As described above, according to the present invention, since the cylindrical guide extending from the outer periphery of the nozzle hole into the pipe is provided, the low-viscosity liquid supplied into the pipe from the injection port is supplied to the cylinder. The liquid is sucked into the inside of the shape guide beyond the peripheral portion thereof, and the low-viscosity liquid can be sprayed from the nozzle hole while being well dispersed in the high-viscosity slurry.

[Brief description of the drawings]

FIG. 1 is a cross-sectional view showing a spray nozzle according to an embodiment of the present invention.

FIG. 2 is a cross-sectional view showing a spray nozzle according to another embodiment.

FIG. 3 is a sectional view showing a conventional spray nozzle.

FIG. 4 is a sectional view showing another conventional spray nozzle.

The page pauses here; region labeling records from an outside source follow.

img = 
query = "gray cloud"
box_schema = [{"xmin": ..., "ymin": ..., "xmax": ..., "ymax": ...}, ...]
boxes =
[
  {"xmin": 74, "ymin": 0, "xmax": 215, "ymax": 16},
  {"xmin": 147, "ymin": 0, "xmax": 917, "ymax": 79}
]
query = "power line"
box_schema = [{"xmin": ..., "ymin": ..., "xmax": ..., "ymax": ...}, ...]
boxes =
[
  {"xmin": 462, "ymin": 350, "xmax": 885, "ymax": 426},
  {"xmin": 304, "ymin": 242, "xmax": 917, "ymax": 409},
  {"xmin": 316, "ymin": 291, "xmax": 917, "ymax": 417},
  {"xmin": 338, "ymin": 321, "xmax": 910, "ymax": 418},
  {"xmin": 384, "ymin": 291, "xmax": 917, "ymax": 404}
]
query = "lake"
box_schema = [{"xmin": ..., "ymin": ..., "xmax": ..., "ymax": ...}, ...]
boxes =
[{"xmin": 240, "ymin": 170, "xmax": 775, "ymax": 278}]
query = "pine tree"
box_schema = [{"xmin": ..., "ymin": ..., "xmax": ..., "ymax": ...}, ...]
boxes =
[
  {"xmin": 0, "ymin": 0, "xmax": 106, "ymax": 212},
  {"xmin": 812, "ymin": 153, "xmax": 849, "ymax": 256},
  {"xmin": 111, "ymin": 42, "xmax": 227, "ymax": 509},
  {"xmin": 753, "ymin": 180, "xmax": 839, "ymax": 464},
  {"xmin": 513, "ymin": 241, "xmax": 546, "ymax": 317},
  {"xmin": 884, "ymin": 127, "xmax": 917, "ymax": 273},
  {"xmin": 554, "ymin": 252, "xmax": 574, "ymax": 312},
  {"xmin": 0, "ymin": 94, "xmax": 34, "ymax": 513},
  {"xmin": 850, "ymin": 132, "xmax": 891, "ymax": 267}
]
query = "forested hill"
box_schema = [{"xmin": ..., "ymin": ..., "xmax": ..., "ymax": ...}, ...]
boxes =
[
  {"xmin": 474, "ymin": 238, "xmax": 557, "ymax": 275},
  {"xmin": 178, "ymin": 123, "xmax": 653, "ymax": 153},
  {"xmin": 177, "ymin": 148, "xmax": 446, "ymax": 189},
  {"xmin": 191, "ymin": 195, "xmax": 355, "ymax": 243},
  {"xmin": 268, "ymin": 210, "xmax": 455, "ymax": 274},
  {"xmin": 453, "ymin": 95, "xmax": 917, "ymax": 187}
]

FIG. 5 is a sectional view showing still another conventional spray nozzle.

[Explanation of symbols]

 DESCRIPTION OF SYMBOLS 11 Pipe 12 Opening 13 and 20 Nozzle tip member 14 Flange 15 and 22 Nozzle hole 16 Holding member 17 and 21 Cylindrical guide 18 Air injector 19 Injection port

 ──────────────────────────────────────────────────続 き Continuing on the front page (72) Inventor Masaaki Oda 6-1 Kashiwara, Ishioka City, Ibaraki Pref. Inside the Building Materials Technology Laboratory (72) Inventor Tadanori Shibata 6-1 Kashiwara, Ishioka City, Ibaraki Pref. In-house (72) Inventor Osamu Tanaka 2-5-5 Tsurumi-chuo, Tsurumi-ku, Yokohama-shi, Kanagawa Pref. Inside (72) Inventor Tsutomu Horiguchi 2-5-5 Tsurumi-chuo, Tsurumi-ku, Yokohama-shi, Kanagawa Ask techno construction Inside the corporation

Claims (1)

[Claims] 1. A pipe into which slurry is introduced, a nozzle hole formed at a predetermined angle with respect to a center axis of the pipe at a tip of the pipe, and a tip of the pipe facing the nozzle hole. An air injector protruding into the pipe and ejecting compressed air toward the nozzle hole, an injection port of a low-viscosity liquid opening in an inner wall portion of the pipe, and an outer peripheral portion of the nozzle hole. A spray nozzle comprising: a tubular guide extending into a pipe.